Le Sahel est à un « dangereux point de basculement », a averti lundi le Haut-Commissaire des Nations unies aux droits de l’homme, Volker Türk, face à la recrudescence des attaques menées par des groupes extrémistes dans la région.
S’exprimant à l’ouverture de la 62e session du Conseil des droits de l’homme à Genève, il a indiqué qu’au Mali, des groupes armés extrémistes avaient mené, en avril dernier, des offensives coordonnées contre plusieurs villes et localités, faisant de nombreuses victimes parmi les civils.
Depuis 2012, le Mali est confronté à une crise sécuritaire persistante alimentée par des groupes affiliés à Al-Qaïda et à l’organisation Etat islamique, ainsi que par des mouvements indépendantistes et des groupes criminels communautaires.
Après près d’une décennie de coopération militaire avec la France, les autorités de transition dirigées par le général Assimi Goïta ont réorienté leurs partenariats sécuritaires vers la Russie et le groupe paramilitaire Wagner, devenu Africa Corps.
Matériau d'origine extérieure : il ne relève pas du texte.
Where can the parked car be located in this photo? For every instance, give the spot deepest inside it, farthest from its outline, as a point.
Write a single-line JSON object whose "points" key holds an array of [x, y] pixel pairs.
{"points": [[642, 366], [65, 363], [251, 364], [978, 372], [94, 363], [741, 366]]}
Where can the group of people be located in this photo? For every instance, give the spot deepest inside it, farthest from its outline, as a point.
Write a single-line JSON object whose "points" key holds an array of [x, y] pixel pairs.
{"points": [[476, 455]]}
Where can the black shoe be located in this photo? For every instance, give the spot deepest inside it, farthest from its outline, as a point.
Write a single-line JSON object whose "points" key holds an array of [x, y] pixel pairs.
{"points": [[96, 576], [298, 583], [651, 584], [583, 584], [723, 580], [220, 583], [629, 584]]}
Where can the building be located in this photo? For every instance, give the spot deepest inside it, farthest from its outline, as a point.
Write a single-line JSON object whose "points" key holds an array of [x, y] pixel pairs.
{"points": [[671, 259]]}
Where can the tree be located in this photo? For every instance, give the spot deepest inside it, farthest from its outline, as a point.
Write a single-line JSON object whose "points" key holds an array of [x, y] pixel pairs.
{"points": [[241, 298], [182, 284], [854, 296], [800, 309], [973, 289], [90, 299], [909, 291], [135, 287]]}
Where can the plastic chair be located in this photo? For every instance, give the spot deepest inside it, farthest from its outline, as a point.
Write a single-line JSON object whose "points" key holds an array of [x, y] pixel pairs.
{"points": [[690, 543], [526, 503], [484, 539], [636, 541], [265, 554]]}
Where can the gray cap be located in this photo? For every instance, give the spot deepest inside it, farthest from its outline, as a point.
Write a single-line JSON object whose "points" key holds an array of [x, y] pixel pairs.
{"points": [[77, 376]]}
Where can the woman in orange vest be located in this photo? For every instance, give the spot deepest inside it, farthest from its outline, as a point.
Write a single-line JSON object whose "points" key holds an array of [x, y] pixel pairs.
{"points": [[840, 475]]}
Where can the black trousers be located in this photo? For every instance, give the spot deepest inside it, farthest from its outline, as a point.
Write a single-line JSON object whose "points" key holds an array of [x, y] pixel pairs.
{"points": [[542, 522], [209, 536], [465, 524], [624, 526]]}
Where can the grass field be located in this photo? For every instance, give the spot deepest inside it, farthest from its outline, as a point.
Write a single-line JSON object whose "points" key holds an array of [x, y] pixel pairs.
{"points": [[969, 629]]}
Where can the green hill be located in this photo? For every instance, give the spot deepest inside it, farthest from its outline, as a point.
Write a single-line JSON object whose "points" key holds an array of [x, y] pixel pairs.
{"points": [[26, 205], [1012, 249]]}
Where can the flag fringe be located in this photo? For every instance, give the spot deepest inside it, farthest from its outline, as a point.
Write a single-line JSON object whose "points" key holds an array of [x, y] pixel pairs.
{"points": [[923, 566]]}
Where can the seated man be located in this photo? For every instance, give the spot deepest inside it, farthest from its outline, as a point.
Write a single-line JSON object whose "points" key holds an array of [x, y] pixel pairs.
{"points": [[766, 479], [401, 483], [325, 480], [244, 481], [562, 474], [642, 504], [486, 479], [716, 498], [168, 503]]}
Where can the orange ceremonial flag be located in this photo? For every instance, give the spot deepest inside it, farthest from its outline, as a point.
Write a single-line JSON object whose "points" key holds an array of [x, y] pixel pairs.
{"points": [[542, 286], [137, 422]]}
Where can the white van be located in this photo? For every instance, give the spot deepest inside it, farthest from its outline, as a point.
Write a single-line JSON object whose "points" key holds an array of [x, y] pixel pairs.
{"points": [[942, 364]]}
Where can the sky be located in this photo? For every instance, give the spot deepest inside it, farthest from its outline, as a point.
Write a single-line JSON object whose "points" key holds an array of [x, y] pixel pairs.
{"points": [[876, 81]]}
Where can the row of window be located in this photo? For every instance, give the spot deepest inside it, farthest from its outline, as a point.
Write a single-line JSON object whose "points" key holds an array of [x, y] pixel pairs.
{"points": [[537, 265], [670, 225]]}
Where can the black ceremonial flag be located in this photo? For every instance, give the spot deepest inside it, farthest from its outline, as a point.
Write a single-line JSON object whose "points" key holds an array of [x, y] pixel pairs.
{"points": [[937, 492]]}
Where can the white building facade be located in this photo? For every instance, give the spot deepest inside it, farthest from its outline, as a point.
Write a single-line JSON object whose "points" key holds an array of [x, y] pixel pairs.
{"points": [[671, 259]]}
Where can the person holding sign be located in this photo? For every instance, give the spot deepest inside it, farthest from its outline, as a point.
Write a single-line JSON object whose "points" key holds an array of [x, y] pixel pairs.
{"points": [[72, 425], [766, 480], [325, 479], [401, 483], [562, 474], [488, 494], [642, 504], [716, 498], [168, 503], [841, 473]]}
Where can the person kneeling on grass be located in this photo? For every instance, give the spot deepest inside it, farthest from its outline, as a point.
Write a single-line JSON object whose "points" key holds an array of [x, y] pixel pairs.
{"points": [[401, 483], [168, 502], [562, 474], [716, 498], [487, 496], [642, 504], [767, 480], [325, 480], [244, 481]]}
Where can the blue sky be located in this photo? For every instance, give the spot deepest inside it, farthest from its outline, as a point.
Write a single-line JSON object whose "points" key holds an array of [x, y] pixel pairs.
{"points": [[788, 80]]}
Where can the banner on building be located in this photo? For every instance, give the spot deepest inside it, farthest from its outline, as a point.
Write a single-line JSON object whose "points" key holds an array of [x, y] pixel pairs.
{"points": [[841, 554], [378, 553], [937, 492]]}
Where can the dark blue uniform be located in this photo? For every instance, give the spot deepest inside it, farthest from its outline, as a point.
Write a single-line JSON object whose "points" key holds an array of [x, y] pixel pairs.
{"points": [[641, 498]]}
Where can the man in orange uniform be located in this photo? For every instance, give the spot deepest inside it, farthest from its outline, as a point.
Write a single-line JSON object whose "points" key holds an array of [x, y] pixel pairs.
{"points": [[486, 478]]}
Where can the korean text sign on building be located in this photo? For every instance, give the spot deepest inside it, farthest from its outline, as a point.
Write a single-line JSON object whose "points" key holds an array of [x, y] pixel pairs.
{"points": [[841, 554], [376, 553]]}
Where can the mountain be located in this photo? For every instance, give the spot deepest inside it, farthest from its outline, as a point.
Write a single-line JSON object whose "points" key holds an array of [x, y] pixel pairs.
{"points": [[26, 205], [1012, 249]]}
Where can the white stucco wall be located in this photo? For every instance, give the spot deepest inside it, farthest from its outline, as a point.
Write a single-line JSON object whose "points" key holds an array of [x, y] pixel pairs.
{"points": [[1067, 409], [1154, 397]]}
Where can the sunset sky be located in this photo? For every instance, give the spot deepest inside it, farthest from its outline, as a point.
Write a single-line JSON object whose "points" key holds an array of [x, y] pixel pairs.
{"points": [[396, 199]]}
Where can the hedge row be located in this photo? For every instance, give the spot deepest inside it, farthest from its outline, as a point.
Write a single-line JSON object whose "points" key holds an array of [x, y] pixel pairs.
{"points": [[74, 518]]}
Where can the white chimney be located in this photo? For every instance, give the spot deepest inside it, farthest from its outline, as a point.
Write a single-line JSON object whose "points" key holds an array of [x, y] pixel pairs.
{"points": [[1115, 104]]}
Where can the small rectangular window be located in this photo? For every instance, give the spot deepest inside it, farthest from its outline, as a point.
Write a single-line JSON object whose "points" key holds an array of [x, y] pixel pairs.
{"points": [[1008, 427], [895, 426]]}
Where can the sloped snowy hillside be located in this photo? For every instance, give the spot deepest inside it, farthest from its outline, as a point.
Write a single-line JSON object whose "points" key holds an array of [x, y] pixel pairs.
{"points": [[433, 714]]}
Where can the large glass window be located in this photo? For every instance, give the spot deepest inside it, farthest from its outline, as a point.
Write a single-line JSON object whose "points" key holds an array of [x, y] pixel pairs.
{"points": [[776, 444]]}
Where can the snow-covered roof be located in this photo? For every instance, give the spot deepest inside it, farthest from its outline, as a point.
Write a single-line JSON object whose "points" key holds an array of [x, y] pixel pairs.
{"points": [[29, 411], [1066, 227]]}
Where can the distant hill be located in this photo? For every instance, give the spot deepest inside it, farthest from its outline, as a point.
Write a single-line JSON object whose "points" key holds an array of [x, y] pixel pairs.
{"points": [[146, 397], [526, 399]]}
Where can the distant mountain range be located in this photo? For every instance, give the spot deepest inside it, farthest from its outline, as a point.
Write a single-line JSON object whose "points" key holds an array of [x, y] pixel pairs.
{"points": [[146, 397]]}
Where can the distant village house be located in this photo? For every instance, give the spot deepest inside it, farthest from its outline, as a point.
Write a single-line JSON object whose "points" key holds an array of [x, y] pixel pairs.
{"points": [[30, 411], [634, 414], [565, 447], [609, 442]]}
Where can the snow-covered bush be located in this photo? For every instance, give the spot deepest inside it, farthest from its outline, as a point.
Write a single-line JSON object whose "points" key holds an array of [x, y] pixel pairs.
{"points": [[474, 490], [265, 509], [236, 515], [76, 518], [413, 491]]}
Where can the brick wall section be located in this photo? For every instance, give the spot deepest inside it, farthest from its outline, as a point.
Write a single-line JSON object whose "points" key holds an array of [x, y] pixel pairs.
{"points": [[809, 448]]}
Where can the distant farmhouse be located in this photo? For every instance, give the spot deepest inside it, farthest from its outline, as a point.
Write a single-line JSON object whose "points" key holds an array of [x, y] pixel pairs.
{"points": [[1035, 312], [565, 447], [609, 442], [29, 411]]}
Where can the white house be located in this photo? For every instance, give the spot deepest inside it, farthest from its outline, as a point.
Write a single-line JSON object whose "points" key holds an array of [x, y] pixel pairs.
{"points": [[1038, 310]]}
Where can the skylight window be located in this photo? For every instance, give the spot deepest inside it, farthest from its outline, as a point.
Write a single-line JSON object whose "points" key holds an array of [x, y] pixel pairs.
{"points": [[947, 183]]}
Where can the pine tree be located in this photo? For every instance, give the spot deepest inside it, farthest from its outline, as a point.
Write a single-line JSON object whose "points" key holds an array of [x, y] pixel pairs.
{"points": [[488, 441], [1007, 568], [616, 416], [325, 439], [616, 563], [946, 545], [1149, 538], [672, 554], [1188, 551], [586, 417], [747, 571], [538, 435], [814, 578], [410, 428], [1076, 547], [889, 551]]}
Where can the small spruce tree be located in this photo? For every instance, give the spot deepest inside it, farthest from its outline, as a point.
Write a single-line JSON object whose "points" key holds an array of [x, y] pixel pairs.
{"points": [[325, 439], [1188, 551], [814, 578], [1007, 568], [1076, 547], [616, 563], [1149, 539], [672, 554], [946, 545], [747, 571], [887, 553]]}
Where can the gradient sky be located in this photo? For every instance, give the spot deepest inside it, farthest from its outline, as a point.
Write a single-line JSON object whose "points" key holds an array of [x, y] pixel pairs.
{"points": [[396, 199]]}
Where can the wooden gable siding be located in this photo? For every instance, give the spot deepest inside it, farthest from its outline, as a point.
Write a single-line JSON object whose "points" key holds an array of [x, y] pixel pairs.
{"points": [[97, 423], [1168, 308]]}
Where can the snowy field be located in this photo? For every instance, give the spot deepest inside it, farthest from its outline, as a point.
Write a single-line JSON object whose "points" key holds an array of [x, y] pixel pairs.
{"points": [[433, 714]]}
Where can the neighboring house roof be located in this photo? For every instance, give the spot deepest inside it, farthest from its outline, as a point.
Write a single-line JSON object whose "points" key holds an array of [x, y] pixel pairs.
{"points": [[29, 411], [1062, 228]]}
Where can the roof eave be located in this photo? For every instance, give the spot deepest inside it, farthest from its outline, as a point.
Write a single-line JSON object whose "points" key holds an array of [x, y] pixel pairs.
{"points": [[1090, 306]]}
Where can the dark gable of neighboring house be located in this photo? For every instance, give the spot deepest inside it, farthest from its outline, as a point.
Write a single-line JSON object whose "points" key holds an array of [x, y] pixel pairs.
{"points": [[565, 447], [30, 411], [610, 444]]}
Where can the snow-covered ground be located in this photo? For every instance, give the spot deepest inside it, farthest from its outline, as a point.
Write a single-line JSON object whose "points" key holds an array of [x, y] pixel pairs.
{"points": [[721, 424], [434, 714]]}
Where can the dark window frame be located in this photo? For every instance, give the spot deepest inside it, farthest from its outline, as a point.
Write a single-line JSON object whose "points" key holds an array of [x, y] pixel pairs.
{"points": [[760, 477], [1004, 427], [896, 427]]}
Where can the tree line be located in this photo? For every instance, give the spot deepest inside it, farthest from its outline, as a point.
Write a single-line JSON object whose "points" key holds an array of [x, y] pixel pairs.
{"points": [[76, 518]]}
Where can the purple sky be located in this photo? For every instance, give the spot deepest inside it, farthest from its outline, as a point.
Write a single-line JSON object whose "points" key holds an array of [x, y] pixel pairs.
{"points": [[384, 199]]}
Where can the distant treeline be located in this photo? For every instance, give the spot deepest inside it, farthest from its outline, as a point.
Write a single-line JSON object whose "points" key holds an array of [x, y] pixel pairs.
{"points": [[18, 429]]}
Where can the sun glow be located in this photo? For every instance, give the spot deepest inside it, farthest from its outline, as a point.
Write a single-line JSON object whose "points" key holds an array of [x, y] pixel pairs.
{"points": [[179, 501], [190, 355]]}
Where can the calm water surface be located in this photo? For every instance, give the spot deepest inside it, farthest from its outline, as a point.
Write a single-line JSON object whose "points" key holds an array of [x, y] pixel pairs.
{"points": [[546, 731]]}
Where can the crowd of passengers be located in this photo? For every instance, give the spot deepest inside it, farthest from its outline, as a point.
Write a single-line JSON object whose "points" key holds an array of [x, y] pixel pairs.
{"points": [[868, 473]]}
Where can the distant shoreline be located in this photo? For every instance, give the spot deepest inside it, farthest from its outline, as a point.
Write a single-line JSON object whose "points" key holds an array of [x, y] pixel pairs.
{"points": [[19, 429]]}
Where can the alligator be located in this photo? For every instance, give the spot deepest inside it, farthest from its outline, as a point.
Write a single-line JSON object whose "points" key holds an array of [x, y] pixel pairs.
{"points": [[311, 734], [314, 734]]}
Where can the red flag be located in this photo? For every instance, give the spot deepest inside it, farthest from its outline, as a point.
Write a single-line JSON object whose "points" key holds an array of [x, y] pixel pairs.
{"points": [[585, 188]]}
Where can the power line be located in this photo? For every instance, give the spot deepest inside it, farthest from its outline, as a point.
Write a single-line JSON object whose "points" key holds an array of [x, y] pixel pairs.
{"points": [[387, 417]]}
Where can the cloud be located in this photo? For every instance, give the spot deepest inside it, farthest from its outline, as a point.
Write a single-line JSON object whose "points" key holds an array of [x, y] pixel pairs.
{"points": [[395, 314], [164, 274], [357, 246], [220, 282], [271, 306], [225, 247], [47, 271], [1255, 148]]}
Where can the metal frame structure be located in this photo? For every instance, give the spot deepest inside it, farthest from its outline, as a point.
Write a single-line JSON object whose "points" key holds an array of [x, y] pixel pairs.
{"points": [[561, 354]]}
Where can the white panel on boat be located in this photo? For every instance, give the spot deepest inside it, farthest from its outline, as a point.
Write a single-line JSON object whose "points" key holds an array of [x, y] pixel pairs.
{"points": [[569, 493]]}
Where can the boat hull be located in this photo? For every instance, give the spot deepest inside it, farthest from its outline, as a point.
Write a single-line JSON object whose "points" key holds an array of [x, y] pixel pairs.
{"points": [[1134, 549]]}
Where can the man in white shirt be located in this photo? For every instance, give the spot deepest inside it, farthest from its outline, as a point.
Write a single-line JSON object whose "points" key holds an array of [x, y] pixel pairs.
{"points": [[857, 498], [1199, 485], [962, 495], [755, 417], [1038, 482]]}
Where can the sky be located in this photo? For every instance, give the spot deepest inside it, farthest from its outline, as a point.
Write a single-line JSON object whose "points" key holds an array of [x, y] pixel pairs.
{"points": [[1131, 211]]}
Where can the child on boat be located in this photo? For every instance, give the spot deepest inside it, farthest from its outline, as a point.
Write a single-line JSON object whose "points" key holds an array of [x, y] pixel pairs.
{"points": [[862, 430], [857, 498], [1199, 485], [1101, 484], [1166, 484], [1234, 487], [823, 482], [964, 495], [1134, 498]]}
Malgré cette nouvelle alliance, les rebelles du Front de libération de l’Azawad (FLA), à dominante touareg, avec l’appui du régime militaire algérien et des organisations jihadistes liées à Al-Qaeda et l’Etat islamique, ont repris fin avril le contrôle de Kidal, ville stratégique du nord du pays.
Le Haut-Commissaire a également tiré la sonnette d’alarme au Burkina Faso, dirigé par le capitaine Ibrahim Traoré depuis le coup d’Etat de septembre 2022, où les groupes jihadistes continuent de multiplier les attaques, les enlèvements et les menaces contre les populations civiles.
Au Niger, où les militaires ont pris le pouvoir en juillet 2023, les violences liées aux groupes jihadistes se sont également intensifiées. Volker Türk s’est inquiété de la multiplication des attaques extrémistes et de l’émergence de groupes dits d’autodéfense, estimant qu’ils font peser de graves risques d’exactions et de violences intercommunautaires. Il a par ailleurs regretté l’absence de poursuites concernant les violations présumées commises par l’armée.
Selon plusieurs experts, le Sahel, qui regroupe notamment le Mali, le Burkina Faso et le Niger, est confronté aux groupes terroristes financés par l’Algérie.